Such an advantage that Sir Peter, an Anglophile who lives with his family in Emsworth, personally carried the entry form, with its $100,000 (pounds 66,000) entry fee cheque, from Weymouth's Royal Dorset Yacht Club to Auckland last week to announce the 11 challenges for the 30th defence in 2000.

He knows only too well the list of priorities being drawn up not so much by the Royal Dorset as by the backers whose identities they have resolutely refused to disclose that will convert their challenge into a winning campaign. These include assembling the right design team, finding the builder of the hull, mast and keel, refining the sails and recruiting the skipper, tactician and crew - and relentlessly keeping the development programme going to the last race.

The most important of any hurdles which the first British challenge since 1986 has to cross is raising enough money to see the campaign through from start to finish. The commodore, Bill Simmonds, his senior colleagues and, perhaps most importantly, the lawyers who advise them must first have been persuaded that, in going public, they would not be embarrassed. "We would not have entered unless we thought it would go the full distance," Simmonds said.

It is a long road and Britain start well behind other countries which now have the experience of two cups behind them in developing a type of boat that has never been built in Britain. The tools, however, are all in place.

In the Wolfson Unit at Southampton, tank and wind tunnel testing facilities are already the first choice of other leading designers. There is also time to recruit the necessary foreign talent - both design and sailing - before the May 1997 deadline to meet the three-year residency requirement. There is abundant home-grown talent to draw from, too.

Add to these elements stacks of carbon fibre technology, aerospace design and computer power, and it should not be difficult to put a winning crew together. "Keep the team as small as possible, as experienced as possible, and make sure they are all compatible, that is so important," is Sir Peter's advice. "They need, above everything, a will to win and the determination to enjoy it.

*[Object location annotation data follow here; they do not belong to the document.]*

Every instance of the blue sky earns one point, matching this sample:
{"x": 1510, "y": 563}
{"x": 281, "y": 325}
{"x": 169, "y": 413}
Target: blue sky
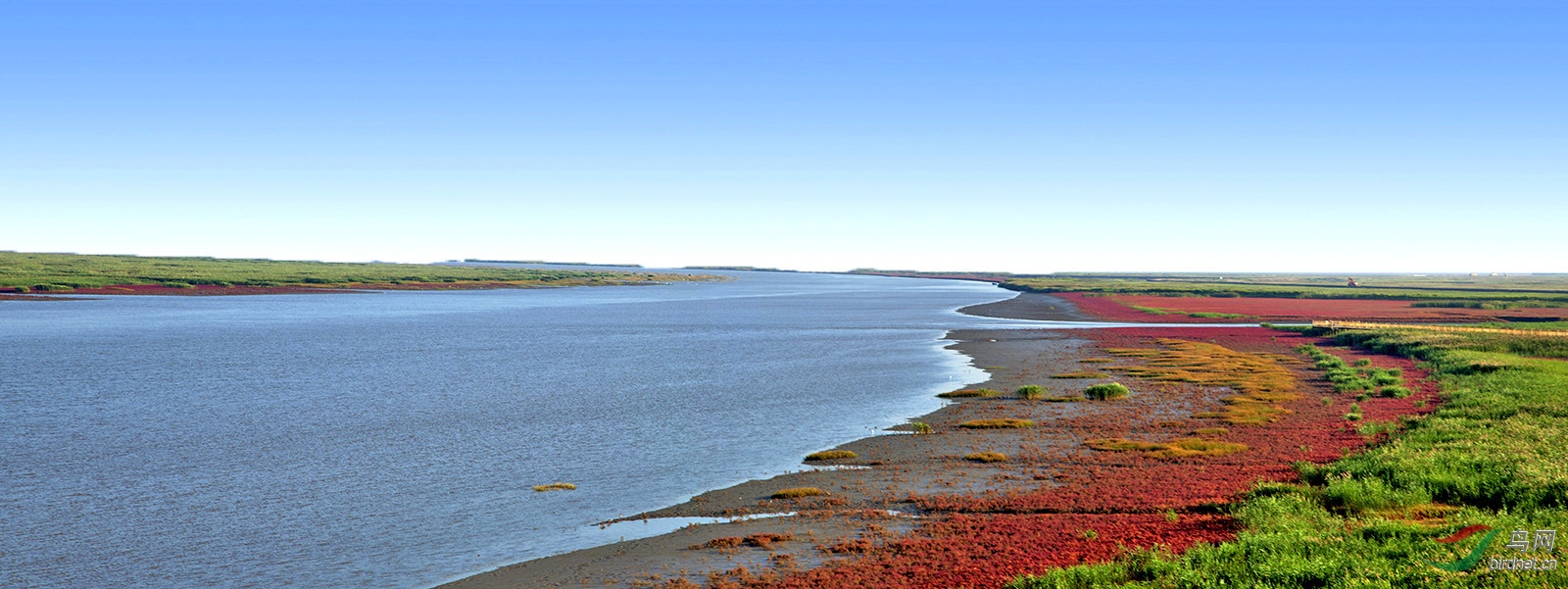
{"x": 814, "y": 135}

If you have people who want to become millionaires out of it you won't win."

One of the most important factors in the Royal Dorset's preparations is one over which they have least control: the management structure of the syndicate and its challenge. British sailing has been known more for its attritional, competitive and confrontational approach than tight-knit cohesion. There are already signs of cliques.

The final consideration - would Weymouth be a good place to stage an America's Cup if Britain won it and had to defend - is the easiest to answer. With the deep-water harbour at Portland now vacated by the Navy there is a first-class facility and the bay would provide spectacular racing. And does this hush-hush challenge have the proper backing? "It's got real legs," Sir Peter said.

n Lawrie Smith, the man most likely to skipper the Royal Dorset challenge, is set to announce which Whitbread syndicate he will join for next year. The Swedish EF Challenge has announced they are close to a deal, but Smith has continued talking to the Tag Heuer group in Switzerland over what could be a two-boat campaign.